You’ve seen ‘em. You know you have. I have too.
Christianized products. They’re eveywhere:
- Abercrombie & Fitch t-shirt > “A-bread-crumb & Fish” t-shirt
- YouTube > GodTube (before the founders of the site had enough sense to rename their site to “Tangle”)
- KIIS-brand radio stations > KLOVE
We Christians love to take services, products, and slogans and twist them into a nice, neat, “Christianized” parody. It’s almost as if the creators of these parodies feel like they can legitimize whatever it is they’re interested in only if they can affix as many Bible verses to it as possible. I know the intentions are good, but sometimes the outcome of these well-intentions are particularly heinous:

I came across a blog post by Maurilio Amorim that I really enjoyed. It talks about the need for us Christians to create a “ghetto” in which we feel comfortable to hang out in. It’s almost like we need to create an alternate universe in which to exist to make life bearable. Is this the life that Christians have been called to?

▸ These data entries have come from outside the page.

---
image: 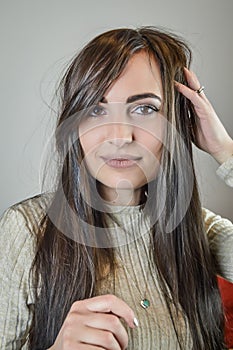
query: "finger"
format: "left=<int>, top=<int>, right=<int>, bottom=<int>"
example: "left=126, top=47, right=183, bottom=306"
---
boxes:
left=80, top=327, right=121, bottom=350
left=72, top=294, right=137, bottom=328
left=175, top=82, right=212, bottom=115
left=184, top=67, right=201, bottom=91
left=85, top=313, right=128, bottom=349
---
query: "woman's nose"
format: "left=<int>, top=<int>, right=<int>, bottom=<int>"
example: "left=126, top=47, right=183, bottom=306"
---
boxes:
left=108, top=122, right=133, bottom=147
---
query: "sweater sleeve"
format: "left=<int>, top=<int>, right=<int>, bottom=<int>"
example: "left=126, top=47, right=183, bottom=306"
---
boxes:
left=0, top=207, right=34, bottom=350
left=203, top=156, right=233, bottom=282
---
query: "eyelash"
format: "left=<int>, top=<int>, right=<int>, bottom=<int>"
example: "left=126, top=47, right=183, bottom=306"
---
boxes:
left=132, top=104, right=159, bottom=115
left=88, top=104, right=159, bottom=118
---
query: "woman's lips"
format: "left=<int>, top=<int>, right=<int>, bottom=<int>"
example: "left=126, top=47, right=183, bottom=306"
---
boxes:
left=102, top=156, right=141, bottom=169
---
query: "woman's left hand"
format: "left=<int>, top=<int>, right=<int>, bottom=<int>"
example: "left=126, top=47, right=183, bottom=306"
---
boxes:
left=175, top=68, right=233, bottom=164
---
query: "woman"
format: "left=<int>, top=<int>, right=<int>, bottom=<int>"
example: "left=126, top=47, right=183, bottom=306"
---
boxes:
left=0, top=27, right=233, bottom=350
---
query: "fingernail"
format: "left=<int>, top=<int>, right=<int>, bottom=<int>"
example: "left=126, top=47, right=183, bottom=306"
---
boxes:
left=133, top=317, right=139, bottom=327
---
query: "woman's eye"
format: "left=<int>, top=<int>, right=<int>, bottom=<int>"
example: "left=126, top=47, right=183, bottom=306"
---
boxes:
left=88, top=106, right=106, bottom=117
left=133, top=105, right=158, bottom=115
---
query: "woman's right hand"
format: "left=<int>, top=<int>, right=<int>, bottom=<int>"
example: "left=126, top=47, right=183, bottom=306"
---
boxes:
left=49, top=294, right=137, bottom=350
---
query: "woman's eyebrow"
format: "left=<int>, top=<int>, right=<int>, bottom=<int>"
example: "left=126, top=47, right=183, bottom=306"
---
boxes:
left=126, top=92, right=162, bottom=103
left=100, top=92, right=162, bottom=103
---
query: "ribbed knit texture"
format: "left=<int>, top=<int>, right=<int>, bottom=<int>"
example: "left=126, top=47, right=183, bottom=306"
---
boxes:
left=0, top=157, right=233, bottom=350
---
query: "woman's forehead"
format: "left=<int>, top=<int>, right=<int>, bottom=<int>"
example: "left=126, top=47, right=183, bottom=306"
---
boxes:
left=103, top=51, right=162, bottom=102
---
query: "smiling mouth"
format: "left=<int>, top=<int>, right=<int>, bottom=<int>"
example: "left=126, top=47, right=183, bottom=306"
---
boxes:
left=102, top=157, right=141, bottom=169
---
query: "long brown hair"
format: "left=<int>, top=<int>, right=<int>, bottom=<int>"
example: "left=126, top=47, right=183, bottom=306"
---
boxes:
left=30, top=27, right=223, bottom=350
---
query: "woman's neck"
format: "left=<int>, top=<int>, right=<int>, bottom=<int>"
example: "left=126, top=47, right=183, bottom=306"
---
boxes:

The Christian Ghetto is a place where you go to hang out with your Christian friends, fill up a website with Christian pictures and Christian videos of lots of happy people, loud preaching and youth camp promos. There’s not much witnessing and shedding of light in the ghetto since everyone is already convinced and the place is way too bright as is.
I understand the need for closed networks within several difference facets of ministry. For example, in managing small groups who need to connect in privacy or resourcing ministries that deal with evangelistic strategies where an open discussion in Facebook, would undermine their effectives.
So should the Church abandon social media altogether? Absolutely not. The church should redeem it . Christians are already there in millions strong among their unchurched friends. Instead of trying to pull your people out of Facebook, Twitter, Myspace, Orkut or whatever the social media du jour is, your church should develop tools to engage, inspire and create dialog within these networks. We should resource our people with tools for integration and not segregation. We should take our Christian content into every part of the web we’re allowed to go. Go where the darkness is and shed light.
I say let’s break up the Christian Ghetto mindset we Christians tend to have and lets become more intentional in our social media outreach.
What do you think? Where do you see the “Christian Ghetto” mindset at work?